Notice that Dreyer is not commanding us to banish these words, merely to try to go a week without them in order to notice what might be lost and gained in their absence. What is gained is an increased sensitivity to the impact of our choices, or in the case of Dreyer’s list, some of the reflexive tics that creep into everyone’s prose.[2]

Go three paragraphs up and notice that I use “very fine,” a choice made with deliberation because I decided I wanted a little zooming effect to describe the kind of choices you’re making during copyediting. I’m picturing someone looming over a manuscript, looking closer at a particular point. I think it fits. The “very” gets to stand.

I’m a fan of Dreyer’s English because I believe students are best served by focusing on making good sentences, rather than studying grammar in isolation, and Dreyer’s approach gives something for students to weigh those choices against. It doesn’t just describe the difference between active and passive constructions, advising this and prohibiting that, but walks us through ways of thinking about those differences.

Dreyer is never short of opinions, but he is no prescriptivist and is especially sensitive to the music of prose, as befits someone who has worked on books by E. L. Doctorow, Michael Chabon, Suzan-Lori Parks and Edmund Morris (among dozens of others). What good is language if it doesn’t somehow move us? When Dreyer discusses the “rules,” it is in the context of understanding the relationship those rules have to the larger goals of the writing itself.

Correctness alone is not a virtue if it comes at the expense of some more important value. At the same time, Dreyer is obviously well versed in the rules. I joked on Twitter that it’s a book for both fans and haters of Strunk & White’s Elements of Style, and I still can’t think of a more accurate one-liner.

There’s many other virtues to Dreyer’s English, especially if we’re thinking about it as a classroom-ready style guide when compared to some of its alternatives.

It reads like it was written by a specific human being. Dreyer’s footnote asides are completely charming, often witty and occasionally LOL funny. Students using this book will be implicitly encouraged to remain themselves as they navigate the thicket of choices writers must make. If the style guide is written by an identifiable person, why can’t the same be true of their essays?

It also has honest-to-god helpful tips, including a chapter on “the confusables,” which collects those things that I’m constantly looking up on the internet to make sure I’m using them correctly.

The chapter “Notes on Proper Nouns” is structured like a mini-encyclopedia of proper spelling of various names of prominent people, but is also an insight into Dreyer’s unique mind, as he shows us how to deal with “the elder” in Pieter Bruegel The Elder, while also informing us that PB The Elder was the “Matthew McConaughey of his era, as no one can ever quite remember how to spell his name.”

Even if you don’t think you’re in need of a new style guide, I recommend Dreyer’s English. It’s become one of my desk-side books, not only as a potential reference, but more importantly as inspiration, a reminder of what I’m trying to do in my work.

Dreyer’s English is an enjoyable read in and of itself, but as a new addition to the world of style guides, it’s a gift I look forward to giving to students.

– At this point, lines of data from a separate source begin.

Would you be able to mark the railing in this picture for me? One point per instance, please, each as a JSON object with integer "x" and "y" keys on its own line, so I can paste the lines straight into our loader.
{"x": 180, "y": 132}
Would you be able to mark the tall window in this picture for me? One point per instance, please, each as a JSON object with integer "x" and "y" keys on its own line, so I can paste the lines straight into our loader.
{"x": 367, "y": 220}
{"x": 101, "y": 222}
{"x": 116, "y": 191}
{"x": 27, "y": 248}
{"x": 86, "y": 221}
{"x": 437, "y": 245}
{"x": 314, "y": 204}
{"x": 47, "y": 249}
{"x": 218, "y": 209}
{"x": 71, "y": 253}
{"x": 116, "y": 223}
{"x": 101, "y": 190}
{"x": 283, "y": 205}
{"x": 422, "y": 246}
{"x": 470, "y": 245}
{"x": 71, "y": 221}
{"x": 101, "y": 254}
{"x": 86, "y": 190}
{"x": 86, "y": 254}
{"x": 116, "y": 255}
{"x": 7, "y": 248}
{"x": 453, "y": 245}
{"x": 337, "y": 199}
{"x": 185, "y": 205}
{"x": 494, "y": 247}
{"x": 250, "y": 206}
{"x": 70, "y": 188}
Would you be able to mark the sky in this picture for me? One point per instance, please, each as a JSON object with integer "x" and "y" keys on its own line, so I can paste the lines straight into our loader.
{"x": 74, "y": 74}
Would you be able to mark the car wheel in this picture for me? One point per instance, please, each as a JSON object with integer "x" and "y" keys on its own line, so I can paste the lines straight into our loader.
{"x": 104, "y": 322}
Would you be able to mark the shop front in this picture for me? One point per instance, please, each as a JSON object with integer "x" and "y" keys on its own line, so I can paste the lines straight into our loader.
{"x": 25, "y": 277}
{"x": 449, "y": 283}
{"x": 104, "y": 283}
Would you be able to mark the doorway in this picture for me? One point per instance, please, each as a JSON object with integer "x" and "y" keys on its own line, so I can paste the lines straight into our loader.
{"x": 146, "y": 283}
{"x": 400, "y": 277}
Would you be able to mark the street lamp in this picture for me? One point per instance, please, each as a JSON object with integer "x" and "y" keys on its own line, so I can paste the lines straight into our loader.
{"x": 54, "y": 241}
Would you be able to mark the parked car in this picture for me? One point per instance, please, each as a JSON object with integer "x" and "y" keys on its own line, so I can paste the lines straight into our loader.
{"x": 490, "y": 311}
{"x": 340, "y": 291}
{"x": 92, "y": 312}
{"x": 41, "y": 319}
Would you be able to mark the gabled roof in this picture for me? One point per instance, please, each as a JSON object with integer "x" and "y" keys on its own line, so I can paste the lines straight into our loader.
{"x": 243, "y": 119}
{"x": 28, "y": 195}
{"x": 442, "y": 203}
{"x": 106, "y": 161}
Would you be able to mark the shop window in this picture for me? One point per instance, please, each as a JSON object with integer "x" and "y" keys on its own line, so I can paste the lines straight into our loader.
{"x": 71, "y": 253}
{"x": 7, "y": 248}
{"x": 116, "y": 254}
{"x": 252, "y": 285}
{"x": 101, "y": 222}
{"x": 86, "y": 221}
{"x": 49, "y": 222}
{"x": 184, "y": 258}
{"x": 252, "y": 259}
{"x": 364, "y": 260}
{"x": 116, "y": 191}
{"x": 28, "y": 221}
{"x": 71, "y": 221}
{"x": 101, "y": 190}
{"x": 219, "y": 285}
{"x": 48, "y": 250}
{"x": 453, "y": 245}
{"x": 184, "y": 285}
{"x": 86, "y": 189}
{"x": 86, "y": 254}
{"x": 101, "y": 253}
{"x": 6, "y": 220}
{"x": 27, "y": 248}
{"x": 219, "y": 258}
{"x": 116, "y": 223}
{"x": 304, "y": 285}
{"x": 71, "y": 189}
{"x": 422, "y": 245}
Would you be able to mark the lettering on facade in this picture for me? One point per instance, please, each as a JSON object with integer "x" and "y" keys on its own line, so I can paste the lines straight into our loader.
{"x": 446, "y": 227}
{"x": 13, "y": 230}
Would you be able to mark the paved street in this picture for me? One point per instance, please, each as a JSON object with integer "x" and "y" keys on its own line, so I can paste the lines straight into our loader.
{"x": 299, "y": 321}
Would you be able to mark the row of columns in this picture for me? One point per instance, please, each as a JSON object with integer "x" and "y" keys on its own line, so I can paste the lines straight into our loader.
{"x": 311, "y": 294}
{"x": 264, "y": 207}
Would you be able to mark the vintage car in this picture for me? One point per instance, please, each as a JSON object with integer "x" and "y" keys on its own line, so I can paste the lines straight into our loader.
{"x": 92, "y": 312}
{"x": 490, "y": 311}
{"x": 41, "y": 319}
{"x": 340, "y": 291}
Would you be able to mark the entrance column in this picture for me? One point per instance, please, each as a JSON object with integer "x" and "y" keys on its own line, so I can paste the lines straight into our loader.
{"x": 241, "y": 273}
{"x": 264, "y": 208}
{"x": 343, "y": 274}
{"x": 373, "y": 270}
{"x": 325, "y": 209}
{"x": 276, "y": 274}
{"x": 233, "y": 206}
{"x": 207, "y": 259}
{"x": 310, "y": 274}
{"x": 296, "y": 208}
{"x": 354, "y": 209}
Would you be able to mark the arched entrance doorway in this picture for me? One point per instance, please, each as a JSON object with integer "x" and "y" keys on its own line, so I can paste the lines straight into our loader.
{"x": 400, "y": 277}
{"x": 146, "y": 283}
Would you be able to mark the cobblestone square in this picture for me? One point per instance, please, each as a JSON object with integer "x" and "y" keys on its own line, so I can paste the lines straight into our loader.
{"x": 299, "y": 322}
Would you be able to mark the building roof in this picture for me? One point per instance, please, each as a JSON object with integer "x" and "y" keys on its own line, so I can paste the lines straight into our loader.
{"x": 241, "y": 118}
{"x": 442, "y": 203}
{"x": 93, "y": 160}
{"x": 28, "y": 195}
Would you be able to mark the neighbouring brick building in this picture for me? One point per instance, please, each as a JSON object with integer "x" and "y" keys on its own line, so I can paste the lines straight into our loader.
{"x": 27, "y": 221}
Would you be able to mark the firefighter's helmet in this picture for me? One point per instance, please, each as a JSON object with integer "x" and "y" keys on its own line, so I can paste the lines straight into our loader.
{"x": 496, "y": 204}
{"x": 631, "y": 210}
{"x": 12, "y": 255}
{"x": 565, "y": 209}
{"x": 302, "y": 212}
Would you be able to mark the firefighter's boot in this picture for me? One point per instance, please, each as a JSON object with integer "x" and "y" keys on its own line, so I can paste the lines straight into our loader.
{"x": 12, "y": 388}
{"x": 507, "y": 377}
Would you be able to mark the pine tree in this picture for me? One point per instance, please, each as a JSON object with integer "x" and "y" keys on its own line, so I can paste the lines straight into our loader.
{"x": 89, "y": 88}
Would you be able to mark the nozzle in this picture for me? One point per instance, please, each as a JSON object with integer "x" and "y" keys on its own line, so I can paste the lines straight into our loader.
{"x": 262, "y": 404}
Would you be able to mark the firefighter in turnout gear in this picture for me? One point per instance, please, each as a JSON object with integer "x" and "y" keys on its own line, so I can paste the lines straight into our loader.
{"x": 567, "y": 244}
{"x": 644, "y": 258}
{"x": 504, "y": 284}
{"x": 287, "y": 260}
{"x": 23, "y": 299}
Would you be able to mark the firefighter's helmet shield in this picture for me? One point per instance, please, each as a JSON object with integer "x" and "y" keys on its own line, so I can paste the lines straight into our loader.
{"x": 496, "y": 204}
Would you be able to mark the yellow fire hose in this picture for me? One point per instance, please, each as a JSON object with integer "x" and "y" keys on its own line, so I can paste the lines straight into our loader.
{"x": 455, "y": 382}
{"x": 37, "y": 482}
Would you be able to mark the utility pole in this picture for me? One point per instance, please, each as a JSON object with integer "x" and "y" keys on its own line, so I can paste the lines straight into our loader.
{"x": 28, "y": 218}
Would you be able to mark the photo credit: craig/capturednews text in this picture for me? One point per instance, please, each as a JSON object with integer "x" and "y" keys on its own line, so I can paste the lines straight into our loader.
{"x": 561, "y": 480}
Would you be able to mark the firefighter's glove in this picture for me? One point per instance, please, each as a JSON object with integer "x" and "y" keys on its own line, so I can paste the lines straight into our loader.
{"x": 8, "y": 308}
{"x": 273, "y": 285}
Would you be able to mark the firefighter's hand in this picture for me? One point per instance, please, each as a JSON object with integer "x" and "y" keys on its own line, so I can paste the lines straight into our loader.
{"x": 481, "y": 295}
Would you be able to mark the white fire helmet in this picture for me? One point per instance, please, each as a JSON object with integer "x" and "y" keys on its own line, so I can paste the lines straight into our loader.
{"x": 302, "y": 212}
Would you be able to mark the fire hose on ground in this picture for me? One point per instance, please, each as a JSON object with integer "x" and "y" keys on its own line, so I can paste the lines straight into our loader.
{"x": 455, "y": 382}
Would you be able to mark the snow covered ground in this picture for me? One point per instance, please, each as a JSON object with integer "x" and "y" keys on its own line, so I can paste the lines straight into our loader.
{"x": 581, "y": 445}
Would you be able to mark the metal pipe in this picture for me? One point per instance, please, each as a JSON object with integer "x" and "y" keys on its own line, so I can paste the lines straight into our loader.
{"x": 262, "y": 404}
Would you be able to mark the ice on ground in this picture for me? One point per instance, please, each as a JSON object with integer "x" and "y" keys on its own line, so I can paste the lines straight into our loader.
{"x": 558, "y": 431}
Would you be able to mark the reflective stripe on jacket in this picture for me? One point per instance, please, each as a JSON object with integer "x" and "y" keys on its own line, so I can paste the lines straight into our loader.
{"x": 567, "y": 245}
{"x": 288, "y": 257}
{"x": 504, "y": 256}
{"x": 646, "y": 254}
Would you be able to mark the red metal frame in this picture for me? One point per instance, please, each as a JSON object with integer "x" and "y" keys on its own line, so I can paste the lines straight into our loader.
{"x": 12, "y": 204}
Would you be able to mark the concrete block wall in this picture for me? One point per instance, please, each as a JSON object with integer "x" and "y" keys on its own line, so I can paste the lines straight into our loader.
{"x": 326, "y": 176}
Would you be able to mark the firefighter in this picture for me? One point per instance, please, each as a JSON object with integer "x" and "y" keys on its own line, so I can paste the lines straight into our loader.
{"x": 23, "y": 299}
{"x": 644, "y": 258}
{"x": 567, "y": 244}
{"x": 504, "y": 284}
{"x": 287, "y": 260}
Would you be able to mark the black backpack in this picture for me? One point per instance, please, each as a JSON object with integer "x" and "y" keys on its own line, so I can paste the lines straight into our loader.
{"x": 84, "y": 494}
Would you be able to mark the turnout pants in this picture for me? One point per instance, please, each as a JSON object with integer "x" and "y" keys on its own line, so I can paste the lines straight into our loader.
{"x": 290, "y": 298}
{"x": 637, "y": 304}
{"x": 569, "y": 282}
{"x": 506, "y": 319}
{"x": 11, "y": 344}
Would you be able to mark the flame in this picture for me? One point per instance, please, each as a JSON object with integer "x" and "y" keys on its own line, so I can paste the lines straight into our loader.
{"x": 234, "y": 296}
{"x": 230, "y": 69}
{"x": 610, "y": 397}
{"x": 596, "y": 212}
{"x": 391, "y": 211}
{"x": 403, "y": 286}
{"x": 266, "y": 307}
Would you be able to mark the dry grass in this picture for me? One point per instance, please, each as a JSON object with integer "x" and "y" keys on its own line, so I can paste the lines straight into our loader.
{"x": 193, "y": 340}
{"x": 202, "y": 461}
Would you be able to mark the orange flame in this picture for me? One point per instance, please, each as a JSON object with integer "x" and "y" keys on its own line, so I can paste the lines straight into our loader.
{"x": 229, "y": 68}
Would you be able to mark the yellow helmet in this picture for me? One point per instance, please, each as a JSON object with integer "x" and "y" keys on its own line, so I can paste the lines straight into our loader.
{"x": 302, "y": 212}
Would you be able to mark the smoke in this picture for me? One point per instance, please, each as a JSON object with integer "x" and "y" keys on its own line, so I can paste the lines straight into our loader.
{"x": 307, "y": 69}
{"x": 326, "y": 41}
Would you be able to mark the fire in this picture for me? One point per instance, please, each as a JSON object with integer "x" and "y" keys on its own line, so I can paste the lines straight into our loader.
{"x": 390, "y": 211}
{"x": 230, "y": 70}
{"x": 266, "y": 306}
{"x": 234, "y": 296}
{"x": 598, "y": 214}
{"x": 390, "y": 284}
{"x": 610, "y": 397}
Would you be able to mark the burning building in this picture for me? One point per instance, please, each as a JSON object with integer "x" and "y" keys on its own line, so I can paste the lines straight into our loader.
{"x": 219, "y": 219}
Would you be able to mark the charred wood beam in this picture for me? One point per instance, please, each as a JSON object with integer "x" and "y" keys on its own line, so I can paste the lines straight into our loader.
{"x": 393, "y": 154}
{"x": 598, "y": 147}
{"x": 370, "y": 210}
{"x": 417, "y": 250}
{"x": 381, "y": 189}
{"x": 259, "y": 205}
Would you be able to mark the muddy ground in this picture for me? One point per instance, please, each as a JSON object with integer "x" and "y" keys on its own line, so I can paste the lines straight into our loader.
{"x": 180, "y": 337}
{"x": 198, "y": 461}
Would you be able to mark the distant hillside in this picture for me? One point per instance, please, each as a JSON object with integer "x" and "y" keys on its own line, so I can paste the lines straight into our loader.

[1]Full disclosure, Dreyer and I share a publishing conglomerate, as my forthcoming The Writer’s Practice: Building Confidence in Your Nonfiction Writing is being put out by the Penguin side of Penguin Random House. We’ve never met and have only ever interacted on Twitter. I picked up an advance copy of the book at the recent MLA convention.

[2]One of the difficulties of blogging is that the pace with which I must produce for this space doesn’t allow for as close attention as one ideally wishes for their public writing. This is one of the reasons we call these things “blogs” in which we “post,” rather than “essays,” which are “published.” The medium requires more forgiveness, though the frequency with which my readers comment on infelicities in my prose suggests not everyone grants that latitude. Such are the ways of writing.